Bas fir kya tha. Like the uncountable Dilliwalas who headed to India Gate and the adjoining areas that night, hum bhi nikal padhe. Every round-about in Lutyen's Delhi was the hub of overjoyed fanatics who were there for a common cause. Nobody was a Begaani Shaadi mein Abdullah Deewana. Delhi was one big party. And for the first time, people were not dressed up. They were shabby, they were savage, they were wrapped in the tri colour, they were appropriately brusque and they were all so cool. We, were all so cool.

The car first slowed down at the Chanakya Puri round-about where my drunk friend was Congratulating the occupants of all adjoining vehicles. "28 years and we've done it," said he repetitively till my other high-on-victory friend had to tell him to quit reminding people of the obvious. "Chilla yaar, tu bas chilla." And then flew in a couple of Ferrero Rochers. Kuch meetha ho jaye.
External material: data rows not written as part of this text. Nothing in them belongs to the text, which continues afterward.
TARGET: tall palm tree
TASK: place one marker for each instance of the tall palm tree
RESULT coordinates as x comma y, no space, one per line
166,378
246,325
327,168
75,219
We travelled the distance till Vigyan Bhawan (or Maulana Azad Road if you're screaming for specificity) flashing the worthy Victory sign out of the windows with the incessant wooooooooooooooooooo. Oh, special thanks to the Fore and the Middle Finger. Then we parked on one side and danced to Saadi Galli tur ke vi, Aaya Karo ni Kaddi Saadi Galli tur ke vi... There were also some really killer Punjabi Mundas playing Panga.

As we walked into the happy riot, we were dying one moment and resurrecting the very next kyunki Dhoni Bhagwaan hai aur hum uske darshan kar rahe the. For every Delhi-ite who has lived in the fear of that Breath Analyser, that night saw Bacchus trip with the Janta on the streets. Everyone was fucking smiling. On Delhi's fucked up roads. Aisa kabhi nahi hua.

The cop who was enjoying all the insane jiggy wiggy-ing was also made to do jive. Noone would have ever said, "Thulle sahi hote hain yaar". But that night made them sahi. Such is cricket. Such is India. Such is Victory.

Everyone was willingly stuck in jams, they was absolutely no apprehension about being out past midnight in the acceptedly unsafe Delhi, noone showed any apparent qualms in hugging, shaking hands or dancing with the Ajnabees. Ajnabee bhi Apne the. As Bieber played on loop in the adjoining car, I sung along with the dudes. Uncle chose to play Aivayin Aivayin and I asked him to raise the volume and we did the signature step together.

I was drenched in the tri-colour that night and WE HAD WON. We had been an audience to a spectacular win, an epic night, an unfathomable gathering and the most grand party that the Capital City of India had ever organised.

If cricket were a person, I'd sing in honour. I would sing, Tera jaadooooo chal gaya!

Team India, Shukriya, Dhanyawaad and Vadhayian. Tum sab humare papa ho.

Reminder- In Class 7, I shook hands with Yuvraj.